🤖 AI Summary
Existing diffusion models for text-to-image generation suffer from inaccurate text embedding—manifesting as spelling errors, semantic mismatches, and visual incoherence—and lack dedicated evaluation benchmarks for text fidelity. Method: We introduce TextEmbedBench, the first visual-text generation benchmark explicitly designed to assess text embedding capability, underpinned by a “text attribute × prompt complexity” dual-axis evaluation framework covering readability, semantic consistency, and visual coherence. Leveraging systematic analysis of diffusion-VAE architectural coupling, customized prompt engineering, diverse text sampling, and structured error attribution, we identify the VAE decoder as the primary bottleneck for text fidelity.

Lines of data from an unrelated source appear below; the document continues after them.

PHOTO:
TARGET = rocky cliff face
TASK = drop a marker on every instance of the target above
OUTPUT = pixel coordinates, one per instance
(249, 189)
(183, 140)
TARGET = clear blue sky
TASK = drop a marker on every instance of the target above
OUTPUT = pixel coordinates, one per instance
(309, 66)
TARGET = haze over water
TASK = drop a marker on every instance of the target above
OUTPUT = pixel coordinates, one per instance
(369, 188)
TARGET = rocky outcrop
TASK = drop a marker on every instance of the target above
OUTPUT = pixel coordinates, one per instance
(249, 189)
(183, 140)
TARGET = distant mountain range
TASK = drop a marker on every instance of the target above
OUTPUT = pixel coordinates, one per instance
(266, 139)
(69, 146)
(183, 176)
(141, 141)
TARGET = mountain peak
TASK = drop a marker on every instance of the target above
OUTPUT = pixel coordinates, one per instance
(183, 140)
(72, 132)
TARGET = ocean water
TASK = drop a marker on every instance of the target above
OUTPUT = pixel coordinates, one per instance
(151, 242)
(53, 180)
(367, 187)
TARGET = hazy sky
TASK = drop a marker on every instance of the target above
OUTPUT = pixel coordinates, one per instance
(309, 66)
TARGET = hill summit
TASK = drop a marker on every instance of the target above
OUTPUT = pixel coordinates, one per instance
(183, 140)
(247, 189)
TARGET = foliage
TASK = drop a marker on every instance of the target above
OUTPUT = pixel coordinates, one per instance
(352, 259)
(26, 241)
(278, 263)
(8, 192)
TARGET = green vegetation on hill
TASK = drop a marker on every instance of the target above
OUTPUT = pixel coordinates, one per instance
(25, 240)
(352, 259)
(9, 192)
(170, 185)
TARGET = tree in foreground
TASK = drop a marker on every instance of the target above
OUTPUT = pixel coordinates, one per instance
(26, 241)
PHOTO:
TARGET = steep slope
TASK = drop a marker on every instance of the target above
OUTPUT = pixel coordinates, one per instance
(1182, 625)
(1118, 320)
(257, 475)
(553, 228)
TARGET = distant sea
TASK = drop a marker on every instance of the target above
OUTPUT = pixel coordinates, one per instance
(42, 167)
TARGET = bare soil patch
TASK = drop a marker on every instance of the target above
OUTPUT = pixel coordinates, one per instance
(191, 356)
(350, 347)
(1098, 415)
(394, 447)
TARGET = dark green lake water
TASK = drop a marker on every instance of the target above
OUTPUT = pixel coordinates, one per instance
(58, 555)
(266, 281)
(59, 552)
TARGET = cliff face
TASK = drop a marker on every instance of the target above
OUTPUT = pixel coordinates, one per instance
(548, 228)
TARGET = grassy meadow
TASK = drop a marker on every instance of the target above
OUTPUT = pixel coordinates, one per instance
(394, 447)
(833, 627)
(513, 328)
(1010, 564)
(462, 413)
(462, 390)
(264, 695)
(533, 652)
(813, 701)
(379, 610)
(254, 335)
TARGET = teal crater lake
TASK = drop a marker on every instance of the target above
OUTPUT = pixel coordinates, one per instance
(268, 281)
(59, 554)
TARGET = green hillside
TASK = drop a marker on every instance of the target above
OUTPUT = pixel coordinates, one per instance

Contribution/Results: Our experiments uncover prevalent deficiencies—including spelling errors and contextual misalignment—and establish a reproducible, decomposable evaluation protocol with actionable, targeted optimization pathways for improving text embedding robustness.
📝 Abstract
Generating images with embedded text is crucial for the automatic production of visual and multimodal documents, such as educational materials and advertisements. However, existing diffusion-based text-to-image models often struggle to accurately embed text within images, facing challenges in spelling accuracy, contextual relevance, and visual coherence. Evaluating the ability of such models to embed text within a generated image is complicated due to the lack of comprehensive benchmarks. In this work, we introduce TextInVision, a large-scale, text and prompt complexity driven benchmark designed to evaluate the ability of diffusion models to effectively integrate visual text into images. We crafted a diverse set of prompts and texts that consider various attributes and text characteristics. Additionally, we prepared an image dataset to test Variational Autoencoder (VAE) models across different character representations, highlighting that VAE architectures can also pose challenges in text generation within diffusion frameworks. Through extensive analysis of multiple models, we identify common errors and highlight issues such as spelling inaccuracies and contextual mismatches. By pinpointing the failure points across different prompts and texts, our research lays the foundation for future advancements in AI-generated multimodal content.